One session was a complete and utter blank. Not a twitch. The next provided a twitch. So I tried roach fishing using my new Avons. Nowt. Then things improved - marginally - with another of those frustrating eel sessions. I had seven runs, one of which was dropped, five of which were missed completely and one where the eel had swum towards me and when I eventually felt it's weight fully the strike brought back half a bait.

I tried all sorts to connect with the runs, which were all positive. Open bale arm with drop off, light bobbin on a drop and the baitrunner set as lack as possible both saw the line flying off the reel. Instant strikes failed, as did leaving the runs. Winding down to the fish failed, as did letting the fish take up the slack. Hook in the tail or lips of a half bait didn't work. Threading the hook through the bait wasn't successful. Even a tiny section of fish, tried to see if tiny eels were the culprits, produced a run that was missed.

After the fact I pondered other approaches. When I've had accidental eel captures on boilies, pellets and fake corn they've all bee hair rigged with the baitrunner set tight. Would that work? How about fixed leads that work so well for pike? I'd have one more try and if that was a blank I'd either give these wacky ideas a try or go bream fishing....

It was yet another hot and sticky evening when I set up the usual gear around seven. A lip hooked perch head went out to the right, a slightly larger than usual roach tail was threaded on and cast out to the left.

I've never been a one for reading books when I'm fishing as I like to watch the water for signs of fish. The only clues eels ever seem to give are trails of bubbles. On this water there are bubbles coming up all the time all over the place. Most aren't fishy bubbles, so casting to them is a waste of time. Occasionally I have taken reading material with me when there's been something I had started and wanted to finish quickly. This time I took a book I had just started to distract me from the impending lack of action.

How Keith Richards has managed to survive as long as he has must be a result of some sort of internal pickling process. One thing's for sure his life has been a full one. I've only got as far as the Stones signing their first record deal, but the book's holding my attention. Or it was until the line pulled out if the right hand bobbin with a thwack and the line coiled off the spool. There was no sign of this one stopping so I made the decision to close the bale arm and let the line tighten. As it did so there were a couple of tugs and I swept the rod back. It hadn't got far when everything went solid and the unmistakeable writhing of an eel was felt.

As the bait had been cast quite close in I soon had the eel on the surface trying to tie itself and the line in knots. Balled up like that it was easily netted, when it looked to be retain its girth further towards its vent than previous eels have done this season.

With the hook lodged in the bottom jaw the fish was quickly unhooked and weighed. Not big enough to warrant a wrestling contest for a self-take, it was still the biggest of the year so far.

All that twisting and turning had spun the lead link round the hook trace. Not the first time this has happened.
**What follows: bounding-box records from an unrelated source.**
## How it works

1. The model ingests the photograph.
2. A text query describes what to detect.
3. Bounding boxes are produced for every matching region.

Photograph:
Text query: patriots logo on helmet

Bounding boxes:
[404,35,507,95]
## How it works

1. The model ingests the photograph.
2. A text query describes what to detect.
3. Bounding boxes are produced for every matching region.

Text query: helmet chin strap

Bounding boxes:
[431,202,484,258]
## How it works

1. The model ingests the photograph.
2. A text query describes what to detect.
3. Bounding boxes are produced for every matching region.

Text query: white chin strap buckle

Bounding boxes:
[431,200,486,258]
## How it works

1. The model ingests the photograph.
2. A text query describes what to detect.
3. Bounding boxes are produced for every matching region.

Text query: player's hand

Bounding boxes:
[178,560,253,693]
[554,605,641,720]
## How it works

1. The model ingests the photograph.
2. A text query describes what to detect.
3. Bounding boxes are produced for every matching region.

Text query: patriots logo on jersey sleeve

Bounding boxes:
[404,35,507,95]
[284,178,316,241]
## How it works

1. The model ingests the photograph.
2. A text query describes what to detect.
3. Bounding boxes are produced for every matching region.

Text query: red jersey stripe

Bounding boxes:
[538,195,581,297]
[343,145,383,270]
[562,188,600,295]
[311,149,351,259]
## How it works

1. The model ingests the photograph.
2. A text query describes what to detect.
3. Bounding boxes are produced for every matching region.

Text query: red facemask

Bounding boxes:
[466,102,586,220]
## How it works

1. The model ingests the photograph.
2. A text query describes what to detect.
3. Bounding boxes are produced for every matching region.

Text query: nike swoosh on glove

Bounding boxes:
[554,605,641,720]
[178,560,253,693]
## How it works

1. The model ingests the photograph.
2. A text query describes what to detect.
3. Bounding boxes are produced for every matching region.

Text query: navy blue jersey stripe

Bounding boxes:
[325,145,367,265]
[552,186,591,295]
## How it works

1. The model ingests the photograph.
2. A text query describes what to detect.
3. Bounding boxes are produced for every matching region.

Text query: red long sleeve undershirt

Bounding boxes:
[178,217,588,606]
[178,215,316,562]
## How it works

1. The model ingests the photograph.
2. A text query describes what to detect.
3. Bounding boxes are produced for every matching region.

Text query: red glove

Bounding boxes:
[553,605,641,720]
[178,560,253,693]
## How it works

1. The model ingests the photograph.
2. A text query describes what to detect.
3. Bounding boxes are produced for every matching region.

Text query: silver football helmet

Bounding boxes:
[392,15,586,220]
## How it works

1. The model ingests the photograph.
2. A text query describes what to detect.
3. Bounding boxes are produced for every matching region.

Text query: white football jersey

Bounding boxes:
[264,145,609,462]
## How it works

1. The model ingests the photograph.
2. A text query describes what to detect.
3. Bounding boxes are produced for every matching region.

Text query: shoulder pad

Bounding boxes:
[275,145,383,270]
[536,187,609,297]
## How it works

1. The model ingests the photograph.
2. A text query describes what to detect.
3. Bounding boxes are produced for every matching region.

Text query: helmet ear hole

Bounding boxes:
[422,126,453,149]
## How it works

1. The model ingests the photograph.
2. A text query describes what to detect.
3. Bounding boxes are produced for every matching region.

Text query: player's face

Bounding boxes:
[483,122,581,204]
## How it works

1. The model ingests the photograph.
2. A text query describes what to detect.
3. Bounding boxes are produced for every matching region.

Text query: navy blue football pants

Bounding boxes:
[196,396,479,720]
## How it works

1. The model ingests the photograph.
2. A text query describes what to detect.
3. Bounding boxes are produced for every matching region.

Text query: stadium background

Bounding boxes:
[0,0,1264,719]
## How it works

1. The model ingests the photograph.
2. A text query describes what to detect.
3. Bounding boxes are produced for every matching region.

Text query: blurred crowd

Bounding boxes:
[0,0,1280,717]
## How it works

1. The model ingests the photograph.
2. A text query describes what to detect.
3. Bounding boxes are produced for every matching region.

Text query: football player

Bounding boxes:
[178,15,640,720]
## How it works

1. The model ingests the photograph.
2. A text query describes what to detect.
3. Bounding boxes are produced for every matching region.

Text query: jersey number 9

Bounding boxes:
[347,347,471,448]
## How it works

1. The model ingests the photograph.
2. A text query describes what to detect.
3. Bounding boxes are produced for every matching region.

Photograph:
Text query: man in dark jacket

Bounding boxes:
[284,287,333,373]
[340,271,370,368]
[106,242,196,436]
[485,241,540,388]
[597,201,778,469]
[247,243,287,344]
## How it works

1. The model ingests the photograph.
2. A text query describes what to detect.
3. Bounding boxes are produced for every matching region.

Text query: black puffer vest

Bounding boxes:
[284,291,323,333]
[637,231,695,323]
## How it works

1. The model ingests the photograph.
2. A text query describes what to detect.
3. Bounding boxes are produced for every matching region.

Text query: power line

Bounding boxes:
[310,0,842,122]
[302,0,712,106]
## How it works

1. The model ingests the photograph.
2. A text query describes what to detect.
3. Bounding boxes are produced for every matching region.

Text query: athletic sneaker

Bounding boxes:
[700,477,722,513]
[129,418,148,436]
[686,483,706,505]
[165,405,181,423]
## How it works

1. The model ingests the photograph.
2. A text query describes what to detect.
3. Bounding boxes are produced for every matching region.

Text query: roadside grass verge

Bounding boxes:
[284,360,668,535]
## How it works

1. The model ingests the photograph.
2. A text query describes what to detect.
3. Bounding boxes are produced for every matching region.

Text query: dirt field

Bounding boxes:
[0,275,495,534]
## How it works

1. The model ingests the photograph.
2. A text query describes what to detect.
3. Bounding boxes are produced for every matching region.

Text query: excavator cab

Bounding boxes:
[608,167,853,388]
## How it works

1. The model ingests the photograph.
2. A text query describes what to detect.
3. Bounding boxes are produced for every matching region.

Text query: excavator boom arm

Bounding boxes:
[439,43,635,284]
As I'd been using that set up for a specific purpose last year, which doesn't obtain on this water, I finally abandoned it.

A fresh bait was put on the hook and after recasting I settled back to reading. Even when engrossed the high pitched call of a kingfisher kept disturbing me as it flew past taking fry to its offspring, as did the annoying continuous peeping of a great crested grebe chick begging for food.

The light had not long faded too much to continue reading when the right hand bobbin started pulling tight and going slack. I gave the eel a helping hand to pull the line from the recently tightened clip. I left this no longer than the previous take but the poundish eel that was landed had taken the hook deeper. Another indication a short while later appeared to have been dropped. The baitless hook I saw when I packed up suggested the bait might have been pinched. I really can't get to grips with the way eels take baits. One of the reasons I keep fishing for them I suppose. Time to stock up with more baits to carry on eeling.